Lincoln Center Throws its Spotlight on Slovenia

With its retrospective on Slovenian cinema, Lincoln Center sets out to prove that intelligent cinematic life exists in the post-Communist European landscape beyond Romania—and half-succeeds. Sampling over half the slate, I found three winners, a few interesting misfires, and only a couple of outright dogs.

Please avoid every manifestation of Slovenia's cinematic past: 1956's The Valley of Peace is one long, tedious bromide about the Horrors of War and the Innocence of Children, while 1953's Vesna is every bit as toothlessly dull as Soviet light entertainments, minus the propaganda. Bostjan Hladnik's 1961 Dance in the Rain is generally considered the greatest Slovenian film of all time—poor Slovenia. A New Wave–damaged love triangle, its commitment to spending as much time in its characters' dreams and interior worlds as in the real one is impressive (and one funereal dream sequence gives Wild Strawberries a run for its money). Unfortunately, both inside and out are equally morose and stifling.

An unintentional diptych about the '70s fares better. Saso Podgorsek's 2001 Sweet Dreams tackles 1973 through the eyes of 13-year-old Egon (Janko Mandic). Directed in a style that can only be dubbed Sundance-aggro-twee (flashy tracking shots and colors that have nothing to do with the subject matter) and undeniably a coming-of-age tale, Sweet Dreams benefits from popular Slovenian novelist Miha Mazzini's deft screenplay, which manages to capture every disparate strand of a society barely united under Tito: a castrating mother straight out of Roth, vicious anticommunists waiting for their chance to lead, stoned hippies preaching revolution via T. Rex. Music as liberation is even more important in Andrej Kosak's 1996 Outsider, which bookends the decade from 1979 to a little after Tito's death. Sead (Davor Janjic) is the new kid in Ljubljana, and—worse luck—half-Serbian, half-Bosnian. Adopted by local punk Borut (Uros Potocnik), Sead is rechristened Sid (as in "Vicious") and starts playing hilariously copycat punk (provided by the beloved, Jello Biafra–endorsed Pankrti), all the while trying to negotiate a society on the edge of collapse. Only an out-of-character, unnecessarily violent ending spoils the deft tone—comic tragedy with nary an overstatement.

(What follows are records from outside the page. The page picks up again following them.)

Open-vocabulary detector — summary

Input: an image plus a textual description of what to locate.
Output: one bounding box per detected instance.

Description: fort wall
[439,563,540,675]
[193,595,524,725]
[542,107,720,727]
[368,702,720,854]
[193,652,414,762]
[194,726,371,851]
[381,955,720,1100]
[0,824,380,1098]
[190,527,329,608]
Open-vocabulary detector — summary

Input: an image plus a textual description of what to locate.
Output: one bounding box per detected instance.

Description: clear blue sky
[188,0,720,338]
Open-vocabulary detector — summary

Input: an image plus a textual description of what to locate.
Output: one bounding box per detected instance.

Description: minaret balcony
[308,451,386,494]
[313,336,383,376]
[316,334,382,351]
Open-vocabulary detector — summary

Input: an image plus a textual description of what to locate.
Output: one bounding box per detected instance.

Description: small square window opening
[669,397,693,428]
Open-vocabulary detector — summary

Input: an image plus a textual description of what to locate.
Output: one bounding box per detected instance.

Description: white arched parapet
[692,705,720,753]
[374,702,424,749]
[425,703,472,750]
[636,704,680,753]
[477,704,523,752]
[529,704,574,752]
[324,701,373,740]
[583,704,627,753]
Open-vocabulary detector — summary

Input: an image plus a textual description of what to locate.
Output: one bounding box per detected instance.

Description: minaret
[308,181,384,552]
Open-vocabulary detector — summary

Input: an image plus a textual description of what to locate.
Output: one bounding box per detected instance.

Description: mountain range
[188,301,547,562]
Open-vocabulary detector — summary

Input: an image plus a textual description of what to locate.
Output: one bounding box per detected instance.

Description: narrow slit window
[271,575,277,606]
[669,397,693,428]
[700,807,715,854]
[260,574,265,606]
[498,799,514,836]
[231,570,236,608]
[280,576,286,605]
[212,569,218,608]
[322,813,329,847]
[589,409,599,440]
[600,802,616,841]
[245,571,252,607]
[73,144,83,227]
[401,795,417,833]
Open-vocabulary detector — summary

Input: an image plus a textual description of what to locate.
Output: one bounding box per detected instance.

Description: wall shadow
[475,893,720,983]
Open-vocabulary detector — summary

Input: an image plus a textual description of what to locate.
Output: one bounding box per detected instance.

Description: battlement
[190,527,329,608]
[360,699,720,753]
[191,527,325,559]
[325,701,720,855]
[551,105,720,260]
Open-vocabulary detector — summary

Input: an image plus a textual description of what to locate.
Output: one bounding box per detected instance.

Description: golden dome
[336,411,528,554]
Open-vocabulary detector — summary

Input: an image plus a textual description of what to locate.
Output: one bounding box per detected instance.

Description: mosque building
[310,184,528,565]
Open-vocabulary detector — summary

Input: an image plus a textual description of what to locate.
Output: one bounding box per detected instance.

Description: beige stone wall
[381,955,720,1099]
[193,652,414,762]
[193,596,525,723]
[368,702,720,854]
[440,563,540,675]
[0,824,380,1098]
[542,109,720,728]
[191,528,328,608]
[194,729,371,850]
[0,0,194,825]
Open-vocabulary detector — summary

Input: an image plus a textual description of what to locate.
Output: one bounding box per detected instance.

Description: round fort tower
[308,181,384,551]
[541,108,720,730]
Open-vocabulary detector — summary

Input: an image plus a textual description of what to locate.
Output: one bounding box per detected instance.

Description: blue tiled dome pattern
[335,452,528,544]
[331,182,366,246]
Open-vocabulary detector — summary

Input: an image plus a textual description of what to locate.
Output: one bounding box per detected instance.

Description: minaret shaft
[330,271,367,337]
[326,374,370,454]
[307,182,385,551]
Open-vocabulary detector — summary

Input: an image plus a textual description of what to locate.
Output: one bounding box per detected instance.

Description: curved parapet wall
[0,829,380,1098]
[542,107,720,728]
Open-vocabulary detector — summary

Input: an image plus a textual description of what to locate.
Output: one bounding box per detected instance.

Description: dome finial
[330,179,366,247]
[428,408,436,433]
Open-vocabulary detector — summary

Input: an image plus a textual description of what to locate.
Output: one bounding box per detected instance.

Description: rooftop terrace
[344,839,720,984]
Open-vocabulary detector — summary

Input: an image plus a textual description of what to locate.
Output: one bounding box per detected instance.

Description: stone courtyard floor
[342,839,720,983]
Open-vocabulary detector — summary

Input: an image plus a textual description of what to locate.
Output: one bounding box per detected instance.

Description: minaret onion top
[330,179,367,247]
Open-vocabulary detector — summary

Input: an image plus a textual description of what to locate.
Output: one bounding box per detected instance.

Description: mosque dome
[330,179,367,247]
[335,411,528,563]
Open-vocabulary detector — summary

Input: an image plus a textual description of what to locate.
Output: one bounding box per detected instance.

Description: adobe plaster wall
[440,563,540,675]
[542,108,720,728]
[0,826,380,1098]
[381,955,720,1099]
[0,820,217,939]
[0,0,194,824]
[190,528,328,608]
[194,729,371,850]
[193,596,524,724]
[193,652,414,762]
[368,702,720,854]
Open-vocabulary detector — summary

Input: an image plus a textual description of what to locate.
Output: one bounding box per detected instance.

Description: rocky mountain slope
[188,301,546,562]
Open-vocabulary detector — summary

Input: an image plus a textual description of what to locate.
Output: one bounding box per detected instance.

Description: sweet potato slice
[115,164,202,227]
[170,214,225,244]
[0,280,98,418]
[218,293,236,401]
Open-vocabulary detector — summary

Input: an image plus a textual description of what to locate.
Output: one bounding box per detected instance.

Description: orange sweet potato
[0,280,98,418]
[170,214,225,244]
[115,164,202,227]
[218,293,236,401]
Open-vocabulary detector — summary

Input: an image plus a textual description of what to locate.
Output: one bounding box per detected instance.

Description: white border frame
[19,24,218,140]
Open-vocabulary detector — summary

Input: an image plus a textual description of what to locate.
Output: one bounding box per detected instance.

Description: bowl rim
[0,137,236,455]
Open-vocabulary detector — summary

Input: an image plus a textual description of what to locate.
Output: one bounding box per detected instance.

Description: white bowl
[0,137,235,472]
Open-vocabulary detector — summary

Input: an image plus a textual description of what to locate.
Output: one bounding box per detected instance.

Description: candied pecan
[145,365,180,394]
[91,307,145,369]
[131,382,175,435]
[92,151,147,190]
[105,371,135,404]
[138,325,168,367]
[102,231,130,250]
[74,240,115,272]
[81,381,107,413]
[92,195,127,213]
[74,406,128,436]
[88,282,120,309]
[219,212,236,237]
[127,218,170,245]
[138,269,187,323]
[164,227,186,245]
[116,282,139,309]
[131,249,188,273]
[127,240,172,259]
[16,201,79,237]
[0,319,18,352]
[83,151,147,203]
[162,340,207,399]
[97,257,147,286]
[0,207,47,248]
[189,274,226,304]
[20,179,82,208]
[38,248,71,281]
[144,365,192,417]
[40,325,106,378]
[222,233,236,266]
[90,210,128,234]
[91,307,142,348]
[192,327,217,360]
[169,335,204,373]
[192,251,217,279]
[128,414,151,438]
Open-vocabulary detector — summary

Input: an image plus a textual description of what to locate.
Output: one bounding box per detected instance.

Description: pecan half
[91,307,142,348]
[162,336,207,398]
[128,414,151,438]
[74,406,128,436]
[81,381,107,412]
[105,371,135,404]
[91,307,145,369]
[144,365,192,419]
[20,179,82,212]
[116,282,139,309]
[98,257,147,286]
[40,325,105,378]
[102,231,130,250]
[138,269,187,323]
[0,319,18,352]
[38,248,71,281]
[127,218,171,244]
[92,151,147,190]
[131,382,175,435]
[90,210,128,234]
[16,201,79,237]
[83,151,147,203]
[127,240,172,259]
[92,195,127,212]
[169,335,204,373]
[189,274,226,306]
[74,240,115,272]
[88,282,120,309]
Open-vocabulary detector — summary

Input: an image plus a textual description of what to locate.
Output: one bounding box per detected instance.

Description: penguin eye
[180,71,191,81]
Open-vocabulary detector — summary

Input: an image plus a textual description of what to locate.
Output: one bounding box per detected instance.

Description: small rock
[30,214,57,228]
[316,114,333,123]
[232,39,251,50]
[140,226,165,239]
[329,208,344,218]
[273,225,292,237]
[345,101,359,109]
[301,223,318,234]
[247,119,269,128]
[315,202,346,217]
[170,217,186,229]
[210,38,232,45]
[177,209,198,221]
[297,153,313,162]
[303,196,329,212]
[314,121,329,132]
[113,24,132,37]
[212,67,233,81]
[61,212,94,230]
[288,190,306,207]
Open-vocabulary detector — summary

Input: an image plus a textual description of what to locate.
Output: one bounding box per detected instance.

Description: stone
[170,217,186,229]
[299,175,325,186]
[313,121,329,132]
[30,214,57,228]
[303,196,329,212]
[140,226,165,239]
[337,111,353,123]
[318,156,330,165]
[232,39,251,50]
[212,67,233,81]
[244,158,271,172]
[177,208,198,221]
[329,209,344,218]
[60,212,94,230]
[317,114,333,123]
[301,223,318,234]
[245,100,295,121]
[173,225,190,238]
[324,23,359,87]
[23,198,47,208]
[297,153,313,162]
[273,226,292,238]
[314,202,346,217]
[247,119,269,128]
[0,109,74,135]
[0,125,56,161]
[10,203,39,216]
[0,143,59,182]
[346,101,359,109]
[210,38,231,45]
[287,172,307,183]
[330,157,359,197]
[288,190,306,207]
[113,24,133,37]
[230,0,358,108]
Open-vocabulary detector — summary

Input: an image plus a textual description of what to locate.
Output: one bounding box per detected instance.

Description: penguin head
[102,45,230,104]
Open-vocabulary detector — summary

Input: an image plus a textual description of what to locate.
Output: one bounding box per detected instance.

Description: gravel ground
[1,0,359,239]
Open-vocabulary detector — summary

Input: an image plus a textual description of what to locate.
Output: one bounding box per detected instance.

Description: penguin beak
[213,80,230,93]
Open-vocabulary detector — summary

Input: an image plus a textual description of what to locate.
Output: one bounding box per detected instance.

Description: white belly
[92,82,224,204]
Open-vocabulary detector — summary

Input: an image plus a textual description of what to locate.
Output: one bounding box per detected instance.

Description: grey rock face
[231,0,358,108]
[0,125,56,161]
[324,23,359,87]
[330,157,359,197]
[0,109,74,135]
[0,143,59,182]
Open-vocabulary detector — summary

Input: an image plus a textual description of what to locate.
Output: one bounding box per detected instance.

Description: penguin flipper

Marco Nabersnik's 2007 Rooster's Breakfast picks up the pieces in 1998, as laid-off mechanic Djuro (Primoz Bezjak) heads to the country to fester under the kind but anachronistic Gajas (Vlado Novak), who does little more than drink with his friends while moaning about his glory days under Tito. The plot doesn't kick in till an hour in, and even then can't spoil the genial, hang-loose vibe: social disintegration as humanist party.

As for the rest: 1993's When I Close My Eyes is enjoyably sleazy B-movie fare that cops out in the last act, refusing to be as nasty as it should be, and 1980's Raft of the Medusa is strictly for those who can't get enough of Futurist bromides from the '20s. It's also the artiest of the bunch, with plenty of showy iris dissolves and a needlessly enigmatic first half-hour. Without exception, the best Slovenian movies in this sampling strive to eliminate the director and foreground novelistic detail. Can't quarrel with that.